Adelaide, 1st June 2011Climate expert left speechless at revolt by the professional classes
by Scott Templeton, staff reporter
Professor Ross Garnaut’s first public appearance after the release of his final Climate Report sparked a near riot at the Adelaide Convention Centre earlier this evening. The economist and climate expert’s presentation was received with muted applause, and he was unexpectedly harangued for the insufficient vigour of his recommendations to the Gillard Government. The lecture theatre then emptied rapidly as the audience marched on the State Parliament for an impromptu democratic forum.
In his customary dry and technical style Professor Garnaut had outlined the contents of his report, before the capacity crowd was invited to ask questions. The first speaker, who introduced himself as John Connor [5/6/2011: I meant this one; it turns out there is also this one], outlined the recommendations that the Intergovernmental Panel on Climate Change had made for avoiding climate catastrophe, namely emissions reductions in the order of 25 to 40% on a 1990 baseline by 2020. He asked Professor Garnaut “Given that emissions are climbing faster than thought, and climate sensitivity is higher that thought, isn’t your plan – which would reduce emissions by somewhere from 5 to 10% on a 2000 baseline – entirely inadequate? Why are you advocating action that will guarantee a 4 degree rise in global average temperature, with the consequent die-off of entire ecosystems, and mass extinction for many species, including possibly human beings?”
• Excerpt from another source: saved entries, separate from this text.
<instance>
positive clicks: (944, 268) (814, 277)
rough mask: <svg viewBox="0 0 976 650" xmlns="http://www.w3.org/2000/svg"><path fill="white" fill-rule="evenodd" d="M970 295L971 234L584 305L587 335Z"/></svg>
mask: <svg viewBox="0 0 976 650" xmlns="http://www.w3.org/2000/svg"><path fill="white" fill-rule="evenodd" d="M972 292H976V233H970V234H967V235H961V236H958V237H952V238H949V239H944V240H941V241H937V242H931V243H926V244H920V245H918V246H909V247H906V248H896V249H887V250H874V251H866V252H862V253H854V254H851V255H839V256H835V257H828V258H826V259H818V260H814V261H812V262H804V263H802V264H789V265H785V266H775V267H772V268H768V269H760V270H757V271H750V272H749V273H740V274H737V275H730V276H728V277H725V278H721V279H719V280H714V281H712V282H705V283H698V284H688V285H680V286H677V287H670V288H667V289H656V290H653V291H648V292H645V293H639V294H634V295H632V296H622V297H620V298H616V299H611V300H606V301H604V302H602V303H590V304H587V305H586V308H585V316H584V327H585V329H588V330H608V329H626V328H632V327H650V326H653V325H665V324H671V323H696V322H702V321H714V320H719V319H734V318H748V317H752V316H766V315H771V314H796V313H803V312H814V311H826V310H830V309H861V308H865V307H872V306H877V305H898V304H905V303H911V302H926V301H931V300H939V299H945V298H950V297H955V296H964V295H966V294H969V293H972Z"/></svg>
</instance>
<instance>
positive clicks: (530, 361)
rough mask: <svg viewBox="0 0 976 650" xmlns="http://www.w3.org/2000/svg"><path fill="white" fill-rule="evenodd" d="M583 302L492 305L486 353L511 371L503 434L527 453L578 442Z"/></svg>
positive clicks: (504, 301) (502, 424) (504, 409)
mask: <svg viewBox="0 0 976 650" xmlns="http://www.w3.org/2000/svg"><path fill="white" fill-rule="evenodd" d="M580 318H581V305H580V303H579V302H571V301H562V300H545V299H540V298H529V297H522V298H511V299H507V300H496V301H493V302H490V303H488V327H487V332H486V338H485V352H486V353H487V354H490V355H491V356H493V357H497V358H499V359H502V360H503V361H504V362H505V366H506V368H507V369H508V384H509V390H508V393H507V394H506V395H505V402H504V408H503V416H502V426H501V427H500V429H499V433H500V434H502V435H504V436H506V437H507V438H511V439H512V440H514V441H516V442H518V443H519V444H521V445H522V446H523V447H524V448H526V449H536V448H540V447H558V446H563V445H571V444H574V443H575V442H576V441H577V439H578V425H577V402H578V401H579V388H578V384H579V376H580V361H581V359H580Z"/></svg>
A visibly shocked Professor Garnaut told the questioner that his views were almost certainly in an extreme minority. Before he could continue, a member of the audience stood up and shouted “Oh yeah? Let’s see! Who thinks we have to do more?” At this, more than two thirds of the audience stood and unfurled banners proclaiming “Nurses for healing the planet” “Retail workers for climate sanity” “Insurers for a safe planet” and the like. Prolonged hand-clapping then forced Professor Garnaut to take his seat. A cry rose up, echoed around the auditorium – “To the Parliament Building!” Within two minutes the room was empty, and a peaceful procession wended its way up North Terrace.
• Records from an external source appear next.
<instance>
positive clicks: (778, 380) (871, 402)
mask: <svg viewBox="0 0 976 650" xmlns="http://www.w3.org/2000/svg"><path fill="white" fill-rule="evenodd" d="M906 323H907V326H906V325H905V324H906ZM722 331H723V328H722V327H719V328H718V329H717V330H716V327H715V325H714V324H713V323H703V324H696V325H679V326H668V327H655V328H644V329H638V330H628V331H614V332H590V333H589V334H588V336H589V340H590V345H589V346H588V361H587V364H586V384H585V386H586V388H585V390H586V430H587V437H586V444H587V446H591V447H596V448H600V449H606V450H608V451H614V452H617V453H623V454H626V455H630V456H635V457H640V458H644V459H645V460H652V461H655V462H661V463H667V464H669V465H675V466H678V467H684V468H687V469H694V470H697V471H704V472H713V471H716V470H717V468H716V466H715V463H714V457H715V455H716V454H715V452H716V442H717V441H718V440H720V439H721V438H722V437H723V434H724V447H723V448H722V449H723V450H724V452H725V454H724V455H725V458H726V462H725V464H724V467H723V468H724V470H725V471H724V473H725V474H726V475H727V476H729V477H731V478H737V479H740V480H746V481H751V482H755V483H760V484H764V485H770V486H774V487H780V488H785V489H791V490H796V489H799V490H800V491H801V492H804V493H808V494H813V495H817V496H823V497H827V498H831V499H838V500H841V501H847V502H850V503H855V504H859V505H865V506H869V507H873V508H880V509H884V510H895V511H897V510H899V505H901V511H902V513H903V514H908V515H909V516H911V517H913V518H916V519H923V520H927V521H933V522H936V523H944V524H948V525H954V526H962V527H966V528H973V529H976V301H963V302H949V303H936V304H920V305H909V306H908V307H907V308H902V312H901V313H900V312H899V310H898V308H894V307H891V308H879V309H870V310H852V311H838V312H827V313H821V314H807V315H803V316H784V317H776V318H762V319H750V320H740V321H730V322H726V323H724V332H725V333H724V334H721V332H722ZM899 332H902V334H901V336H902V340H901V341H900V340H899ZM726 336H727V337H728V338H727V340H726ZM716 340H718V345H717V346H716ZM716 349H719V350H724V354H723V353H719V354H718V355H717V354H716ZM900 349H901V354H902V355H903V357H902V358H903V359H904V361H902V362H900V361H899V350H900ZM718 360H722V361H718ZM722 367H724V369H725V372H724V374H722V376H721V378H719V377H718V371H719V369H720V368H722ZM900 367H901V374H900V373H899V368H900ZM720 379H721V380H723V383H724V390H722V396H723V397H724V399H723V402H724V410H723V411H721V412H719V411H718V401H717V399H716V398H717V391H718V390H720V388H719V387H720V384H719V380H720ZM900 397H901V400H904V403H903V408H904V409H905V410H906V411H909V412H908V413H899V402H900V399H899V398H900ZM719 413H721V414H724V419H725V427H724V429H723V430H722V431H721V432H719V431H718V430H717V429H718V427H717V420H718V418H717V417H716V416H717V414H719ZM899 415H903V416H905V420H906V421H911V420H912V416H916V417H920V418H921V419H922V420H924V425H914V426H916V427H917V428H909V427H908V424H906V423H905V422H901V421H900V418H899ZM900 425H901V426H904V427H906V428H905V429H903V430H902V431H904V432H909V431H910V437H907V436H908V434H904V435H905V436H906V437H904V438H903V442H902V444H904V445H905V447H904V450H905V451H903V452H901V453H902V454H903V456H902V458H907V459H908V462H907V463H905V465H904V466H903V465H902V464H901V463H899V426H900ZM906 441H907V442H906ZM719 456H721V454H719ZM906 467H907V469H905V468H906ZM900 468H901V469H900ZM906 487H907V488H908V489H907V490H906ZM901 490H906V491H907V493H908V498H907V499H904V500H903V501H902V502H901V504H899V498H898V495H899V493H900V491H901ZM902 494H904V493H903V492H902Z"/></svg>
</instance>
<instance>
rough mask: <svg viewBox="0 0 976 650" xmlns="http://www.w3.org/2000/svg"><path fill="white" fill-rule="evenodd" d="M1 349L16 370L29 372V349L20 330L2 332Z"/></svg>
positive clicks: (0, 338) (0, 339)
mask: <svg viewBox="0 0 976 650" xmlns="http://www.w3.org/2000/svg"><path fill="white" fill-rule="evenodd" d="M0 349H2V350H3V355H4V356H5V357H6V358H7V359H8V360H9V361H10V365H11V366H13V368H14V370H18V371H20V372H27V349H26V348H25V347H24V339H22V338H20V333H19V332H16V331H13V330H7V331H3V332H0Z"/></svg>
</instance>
The crowd on the steps of Parliament House was exuberant, with people swapping contact details and making plans. At one point a small group of young people seemed intent on proving their radical credibility by smashing windows. They were quickly surrounded by a group of older women, told that true radicalism meant commitment and intelligence, and that they should disperse peacefully. One of the women told this reporter that she recognized one of the young men involved inciting others as a police officer, and raised the spectre of agents provocateur. In its new-found commitment to the right to protest, the Advertiser will ask the State Police to confirm or deny the presence of plainclothes or undercover officers.
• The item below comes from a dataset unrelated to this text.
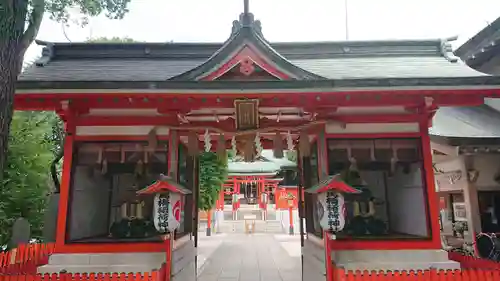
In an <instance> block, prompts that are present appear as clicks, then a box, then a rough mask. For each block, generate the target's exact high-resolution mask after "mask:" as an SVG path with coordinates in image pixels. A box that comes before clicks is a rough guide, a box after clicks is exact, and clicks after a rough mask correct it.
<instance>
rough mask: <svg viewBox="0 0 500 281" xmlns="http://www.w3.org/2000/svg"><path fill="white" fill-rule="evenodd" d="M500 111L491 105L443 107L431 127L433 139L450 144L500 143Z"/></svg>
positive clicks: (454, 144) (430, 129) (434, 119)
mask: <svg viewBox="0 0 500 281" xmlns="http://www.w3.org/2000/svg"><path fill="white" fill-rule="evenodd" d="M498 124H500V112H499V111H497V110H495V109H494V108H493V107H491V106H489V105H486V104H484V105H481V106H473V107H472V106H471V107H442V108H440V109H439V110H438V111H437V113H436V115H435V116H434V119H433V126H432V127H431V128H430V129H429V134H430V135H431V139H432V140H433V141H436V142H441V143H443V142H444V143H447V144H450V145H465V144H467V143H479V142H480V143H484V144H486V143H497V144H498V143H500V127H499V126H498Z"/></svg>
Adelaide as a radical leader
Speech after speech was made from the steps. One historian, Clark Manning, pointed out that South Australia could be proud of many radical firsts – women’s suffrage, rights for Aborigines, the decriminalization of homosexuality – and that it was high time that Adelaide led the world again. This was met with immediate cheers of “shut down Playford” and “no new mines.” Speakers succinctly explained the fundamental inadequacy of existing action on climate change. Others led the good-natured crowd in a series of chants, including “Hey Hey Ho Ho Ecological Modernisation has got to go,” “2-4-6-8 We don’t want your sterile debate,” “Keep the coal in the ground. Human greed must be bound!” and -most loudly of all – “What do we want? Rapid transition to ecological sanity with justice for the poor and other species. When do we want it? Now!”
The Advertiser reporter’s note-taking of the event was witnessed by several in the crowd, and given the Murdoch press’s commitment to spreading misinformation and fear about climate change, it’s unsurprising that the hashtag #Tisertosh trended locally on Twitter.
A swarm not a rabble
Nobody outside the Parliament building expected or even wanted any precise consensus to emerge, but the following agreements were reached
* More rallies were necessary, but not sufficient. Rallies would have to be organised to create more opportunities for useful networking rather than ego-trips for speakers
* It was vital that everyone who cared about the issue started talking to their apathetic or skeptical friends, neighbours and work colleagues, finding out their perspectives and trying to explain the science in easily digestible ways
* The Advertiser should be encouraged in all non-violent means to appoint a panel of climate scientists to give same-day rebuttals to the climate denialism letters that the letters editor seems intent on publishing. The panel should be made up almost entirely of scientists with a peer-reviewed publication background, with views on the reality of human-induced climate change in proportion to the international consensus. This would entitle Ian Plimer and his ilk to 7 days a year to wave through appalling mis-representations of the established facts.
Before peacefully dispersing at 9pm, people were twice encouraged to “mingle with intent” – firstly on the basis of where they lived, and secondly on the basis of their jobs – students, teachers, retail workers, advertising executives, health care professionals. They were encouraged to swap contact details, and to start planning local action aimed at making their City Councils and employers more responsible.